You should absolutely talk about this and, depending on what’s decided, you might need to get something in writing about it.
When things are good, it’s very easy to think, “Even if we broke up, we’d handle things amicably. We love each other and we’re good people, so we’ll be able to figure it out.” But life can throw curveballs that you can’t predict, and plenty of people who thought they’d have kind, healthy break-ups instead have hostile ones. So it’s pretty important that before you get entwined with this family business, you lay out plans for what you’d do in a worst-case scenario — because as much as you feel like family right now, if things do go south, that can change pretty quickly.
You could say it this way: “I love that y’all make me feel like family, but to protect everyone, I want to recognize that I don’t have the same family ties that you do, legally or otherwise, and figure out how we’d handle things if Percival and I ever weren’t together. Obviously I hope that won’t happen and there’s no reason to fear that it will, but if we’re going to go into business together, I want to make sure we’ve thought through how we’d handle things if that ever changed.”
One potentially clean way to do it would be for you not to be a partner in the business, but instead to provide your services as a contractor. That’s an easier relationship to break off if you ever need to.
4. Offering to take an interviewer on a tour of my current company
I work in a highly technical field — design and installation off large IT infrastructures, like server rooms. I have had an interview with several SVP’s at a new company two weeks ago, but nothing seems to be moving forward.

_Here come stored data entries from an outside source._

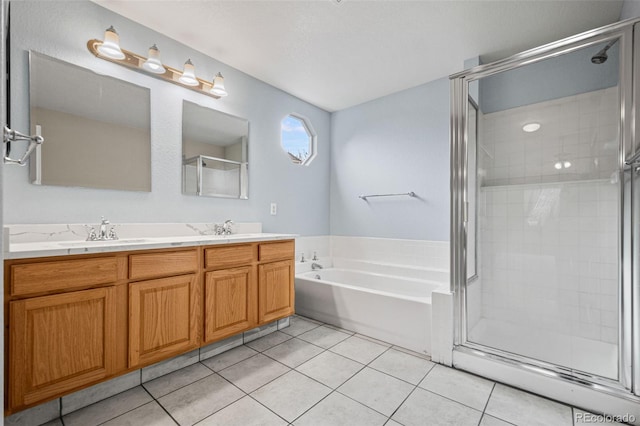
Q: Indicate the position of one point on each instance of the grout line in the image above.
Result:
(230, 365)
(489, 399)
(361, 403)
(250, 396)
(181, 387)
(158, 402)
(106, 399)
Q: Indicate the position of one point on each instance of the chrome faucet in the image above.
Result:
(224, 229)
(227, 227)
(105, 233)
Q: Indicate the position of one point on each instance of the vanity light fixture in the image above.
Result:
(562, 164)
(153, 63)
(531, 127)
(188, 76)
(111, 45)
(110, 50)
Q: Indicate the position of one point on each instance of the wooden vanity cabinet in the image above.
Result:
(164, 312)
(276, 276)
(74, 321)
(230, 291)
(58, 340)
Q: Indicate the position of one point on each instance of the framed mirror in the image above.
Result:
(214, 153)
(96, 128)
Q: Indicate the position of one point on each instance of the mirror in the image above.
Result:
(214, 153)
(96, 128)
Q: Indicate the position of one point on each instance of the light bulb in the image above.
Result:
(110, 47)
(188, 76)
(153, 63)
(218, 86)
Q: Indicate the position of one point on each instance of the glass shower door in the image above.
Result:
(546, 198)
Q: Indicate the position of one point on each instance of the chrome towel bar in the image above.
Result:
(13, 136)
(409, 194)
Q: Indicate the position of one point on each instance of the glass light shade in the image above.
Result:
(110, 47)
(153, 63)
(531, 127)
(218, 86)
(188, 76)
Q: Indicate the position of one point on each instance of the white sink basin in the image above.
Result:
(103, 242)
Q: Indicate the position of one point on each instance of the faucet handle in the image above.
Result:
(91, 233)
(227, 227)
(112, 233)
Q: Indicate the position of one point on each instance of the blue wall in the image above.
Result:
(630, 9)
(62, 29)
(397, 143)
(552, 78)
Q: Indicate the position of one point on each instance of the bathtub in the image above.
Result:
(394, 307)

As the job is all about systems engineering, what about inviting one of the interviewers to my current company for a tour and to show examples of my work? It may sound awkward, but the new company actually is an on-site customer of my current company, so seeing new company people in the our building is completely normal. And there would be absolutely no suspicion from my current management. My goal here is to further impress the new company by showing physical examples of my work. What do you think of this out-of-the-box approach?
No, don’t do it. That’s a misuse of your current company’s trust in you — and the prospective employer is likely to see it that same way.

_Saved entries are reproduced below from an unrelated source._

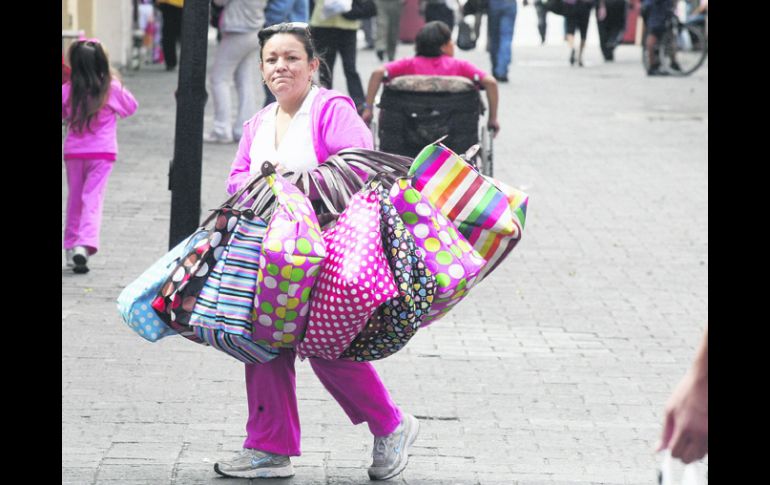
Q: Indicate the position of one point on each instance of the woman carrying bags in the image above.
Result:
(298, 132)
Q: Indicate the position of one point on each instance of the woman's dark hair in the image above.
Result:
(90, 79)
(431, 37)
(300, 30)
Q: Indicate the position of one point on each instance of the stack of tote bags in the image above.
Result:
(391, 255)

Two weeks ago seems like a long time when you’re waiting to hear back about a job, but on the employer side, it’s not that long. Give them time to do whatever they’re doing. If they want more information from you, they’ll come back and ask.
5. Can I be written up for spitting?
I work in a small IMO insurance firm as a marketer and graphic designer. Today while outside smoking (I spit when I smoke), my boss came to me and told me that if he ever found me spitting on the walk way again he would write me up. We rent the building we are in and there is nothing in the lease (according to my office manager) about the condition the walk way is left if we should move to a new building. My question is: Can he really write me up for spitting out of habit?
I don’t see why not. That’s disgusting.